Four hours later, we had obtained the skis and were back in the White River area trying to rest for a second attempt. Unfortunately, we wouldn't be able to ski with our friends but fortunately, they were starting much earlier and we were hoping for a boot track for much of the route. That was practically a given as the rangers reported a number of parties already high on the route.

The next morning, around 4:40, we were off. It was hard to control the pace early but we knew we would struggle with cramps due to the high cadence throughout the day. We didn't ask for them, but had been given the splits by friends who had talked with Carter et al. We could tell early on that we were making good time and the motivation was high as we chatted throughout the wooded section. 

We topped out St. Elmo's pass in just over 1:30, looked out over the Winthrop Glacier, and got really excited. The whole route was in view and the day had dawned clear and still. We raced across the glacier, hopping small crevasses, and fortunately found the way onto the Carbon Glacier around the low point of Curtis Ridge. 


We contemplated roping up as we carried standard gear but the route was clear as other parties had found the best way. There was only one fairly sketchy snow bridge to cross right at the base of the ridge where we stopped for a moment to drink and eat. 2:45 had elapsed and we were still feeling strong. Further, our friends were visible, heading for Thumb Rock and we were looking forward to the distraction of chatting with them for a bit.

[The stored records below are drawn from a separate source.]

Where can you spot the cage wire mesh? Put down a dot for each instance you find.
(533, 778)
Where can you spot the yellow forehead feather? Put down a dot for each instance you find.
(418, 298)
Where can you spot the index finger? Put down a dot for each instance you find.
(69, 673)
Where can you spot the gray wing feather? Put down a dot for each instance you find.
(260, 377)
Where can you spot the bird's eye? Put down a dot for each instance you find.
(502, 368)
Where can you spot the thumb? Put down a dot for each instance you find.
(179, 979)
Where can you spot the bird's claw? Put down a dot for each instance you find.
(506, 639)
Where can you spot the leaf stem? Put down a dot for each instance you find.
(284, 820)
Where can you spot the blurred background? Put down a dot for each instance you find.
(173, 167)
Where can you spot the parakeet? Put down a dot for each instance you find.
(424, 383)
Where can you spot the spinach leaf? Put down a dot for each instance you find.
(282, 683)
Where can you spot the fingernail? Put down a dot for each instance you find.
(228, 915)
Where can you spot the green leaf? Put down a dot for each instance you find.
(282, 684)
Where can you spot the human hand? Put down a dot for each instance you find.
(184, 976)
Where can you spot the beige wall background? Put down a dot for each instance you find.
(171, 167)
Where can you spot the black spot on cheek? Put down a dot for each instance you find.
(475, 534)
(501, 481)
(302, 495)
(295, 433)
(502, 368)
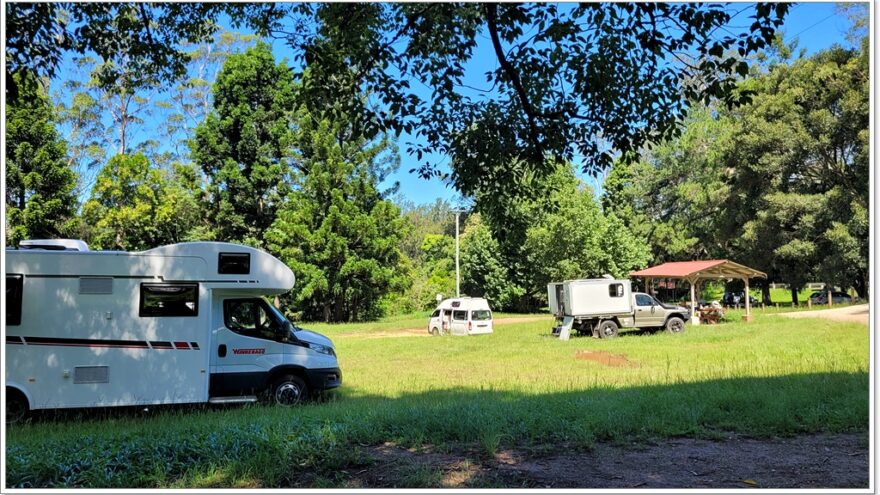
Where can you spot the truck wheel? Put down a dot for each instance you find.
(16, 406)
(608, 329)
(675, 325)
(289, 390)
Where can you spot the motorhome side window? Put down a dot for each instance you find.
(14, 285)
(169, 300)
(249, 317)
(234, 263)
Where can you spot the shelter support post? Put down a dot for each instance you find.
(748, 315)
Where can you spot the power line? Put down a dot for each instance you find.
(814, 25)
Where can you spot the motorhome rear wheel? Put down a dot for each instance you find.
(16, 406)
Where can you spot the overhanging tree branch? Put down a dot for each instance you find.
(492, 22)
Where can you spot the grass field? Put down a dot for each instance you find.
(518, 386)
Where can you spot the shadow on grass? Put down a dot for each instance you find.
(179, 445)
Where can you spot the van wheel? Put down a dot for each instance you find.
(289, 390)
(608, 329)
(16, 406)
(675, 325)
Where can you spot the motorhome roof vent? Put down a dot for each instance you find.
(54, 244)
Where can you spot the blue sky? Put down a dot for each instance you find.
(816, 26)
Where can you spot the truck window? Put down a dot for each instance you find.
(643, 300)
(169, 300)
(249, 317)
(481, 315)
(14, 285)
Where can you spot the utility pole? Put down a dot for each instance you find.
(457, 276)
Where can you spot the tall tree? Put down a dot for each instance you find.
(484, 272)
(800, 155)
(40, 199)
(135, 206)
(190, 101)
(244, 146)
(674, 195)
(38, 35)
(336, 231)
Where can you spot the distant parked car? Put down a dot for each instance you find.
(734, 298)
(821, 297)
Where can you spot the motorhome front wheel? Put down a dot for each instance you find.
(289, 391)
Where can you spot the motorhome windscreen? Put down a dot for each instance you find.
(481, 315)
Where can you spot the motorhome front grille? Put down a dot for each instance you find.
(91, 374)
(96, 285)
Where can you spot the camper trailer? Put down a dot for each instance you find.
(461, 316)
(183, 323)
(600, 307)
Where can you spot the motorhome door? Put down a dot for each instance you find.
(247, 341)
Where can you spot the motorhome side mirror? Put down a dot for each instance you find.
(286, 332)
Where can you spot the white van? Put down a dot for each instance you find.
(461, 316)
(182, 323)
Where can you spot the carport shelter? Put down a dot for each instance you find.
(695, 271)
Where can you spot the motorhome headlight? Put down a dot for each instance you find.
(323, 349)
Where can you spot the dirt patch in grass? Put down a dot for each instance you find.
(606, 358)
(806, 461)
(847, 314)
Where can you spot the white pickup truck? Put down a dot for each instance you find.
(601, 307)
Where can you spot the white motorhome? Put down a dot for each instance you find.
(602, 306)
(461, 316)
(184, 323)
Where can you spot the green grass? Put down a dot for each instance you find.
(518, 386)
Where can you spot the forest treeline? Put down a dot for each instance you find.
(248, 152)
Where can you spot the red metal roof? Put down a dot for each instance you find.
(680, 269)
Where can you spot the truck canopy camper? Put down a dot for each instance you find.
(601, 306)
(183, 323)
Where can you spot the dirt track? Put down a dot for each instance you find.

Catching up, Brian and Tyler stepped aside and offered encouragement. Lars put in a dig to stay ahead to make sure the booter was well groomed. We tried to get him to rally the rest with us as he is clearly stronger than an ox but he's a good friend and partner and stayed with the other guys.

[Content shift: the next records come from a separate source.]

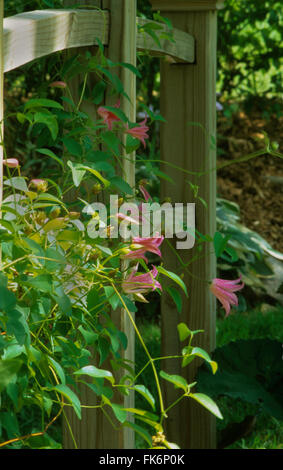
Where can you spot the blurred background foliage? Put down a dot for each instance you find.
(249, 80)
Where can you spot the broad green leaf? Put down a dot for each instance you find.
(42, 282)
(112, 141)
(49, 120)
(204, 355)
(96, 174)
(174, 277)
(112, 297)
(220, 243)
(249, 370)
(71, 396)
(177, 380)
(7, 299)
(146, 394)
(18, 182)
(55, 224)
(139, 430)
(17, 326)
(8, 371)
(42, 103)
(49, 197)
(175, 294)
(184, 331)
(93, 371)
(58, 369)
(208, 403)
(73, 147)
(51, 154)
(89, 336)
(120, 412)
(121, 184)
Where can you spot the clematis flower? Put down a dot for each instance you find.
(108, 116)
(144, 192)
(39, 184)
(122, 216)
(142, 245)
(58, 84)
(224, 292)
(141, 283)
(11, 163)
(139, 132)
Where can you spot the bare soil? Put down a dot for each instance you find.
(256, 185)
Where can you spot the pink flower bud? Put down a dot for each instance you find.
(58, 84)
(11, 163)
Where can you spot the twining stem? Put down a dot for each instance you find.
(35, 434)
(146, 351)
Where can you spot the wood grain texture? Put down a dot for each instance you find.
(188, 95)
(122, 48)
(31, 35)
(181, 50)
(94, 431)
(187, 5)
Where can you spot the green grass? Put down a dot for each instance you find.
(268, 432)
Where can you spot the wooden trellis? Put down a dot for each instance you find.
(187, 95)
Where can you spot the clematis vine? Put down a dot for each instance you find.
(108, 116)
(141, 245)
(11, 162)
(141, 283)
(144, 191)
(138, 132)
(58, 84)
(224, 292)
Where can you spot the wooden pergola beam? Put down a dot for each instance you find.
(31, 35)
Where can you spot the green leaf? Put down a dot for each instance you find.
(8, 371)
(146, 394)
(51, 154)
(17, 326)
(18, 182)
(93, 371)
(71, 396)
(73, 147)
(112, 141)
(49, 120)
(42, 282)
(7, 299)
(250, 370)
(208, 403)
(121, 185)
(120, 412)
(77, 173)
(58, 369)
(98, 92)
(184, 331)
(139, 430)
(42, 103)
(177, 380)
(112, 297)
(220, 243)
(174, 277)
(175, 294)
(204, 355)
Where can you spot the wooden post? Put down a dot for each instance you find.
(94, 431)
(188, 95)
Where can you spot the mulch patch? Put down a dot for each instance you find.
(256, 185)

Out on the east side of the ridge, the sun was boiling and we started to really slow down. Both of us thought our hip flexors and adductors were going to betray us as we were starting to feel twinges of cramps. Never feeling aerobically taxed, we still agreed that a steady pace, even if slow, was the best strategy. We kept moving....barely.

We hit the bergschrund, and even though we knew to climb it at the high point, all the tracks heading that way had been erased by a slight stream of spindrift. There were some fresh tracks heading climber's left that we explored before coming to our senses and committing to action. 

Over the schrund, a gentle breeze picked up and so did our pace. We hit the summit ridge, transitioned from crampons to skis, and hit the top of Liberty Cap in 5:27. Another race transition led to some of the worst skiing of the day on very fatigued legs that were quivering with the threat of cramps. 
Somehow, the governor began to release it's choke hold and we were able to actually skin to the true summit at a more reasonable pace. We hit Columbia Crest in 5:57 and found about a dozen people on the summit. The mood was festive and we were quickly outed as two dorks on skinny skis, carbon boots, and tight pants are obviously up to something stupid. The folks on the summit were kind and friendly, offering encouragement as we transitioned to skiing for the final time.

Neither of us had skied the Emmon's previously and so we skied with some caution until down to Camp Sherman. From there's we traversed skier's right onto the Interglacier and rallied with absolutely zero grace through some truly horrific isothermic snow. Back in the woods, we followed the up track, dodging the Memorial day crowds, until we reached our shoes.

Jason was interested in pushing for a sub seven hour time but that ship had sailed with other inefficiencies higher up. We had two miles to run and ten minutes to do it. Even without the skis, boots, ice tools, etc we would be hard pressed to pull that off with specific training. Regardless, we pushed harder and harder the closer we got and made one last mad dash through the sloppy snow patch guarding the trailhead.

Stopping the watch at 7:07, we sat on the road for a few minutes, pleased with the effort and how the day had gone, before making some food and waiting for the other guys to finish. As they walked in like more sane people, we cheered them on and slapped high fives for the successful mission all around.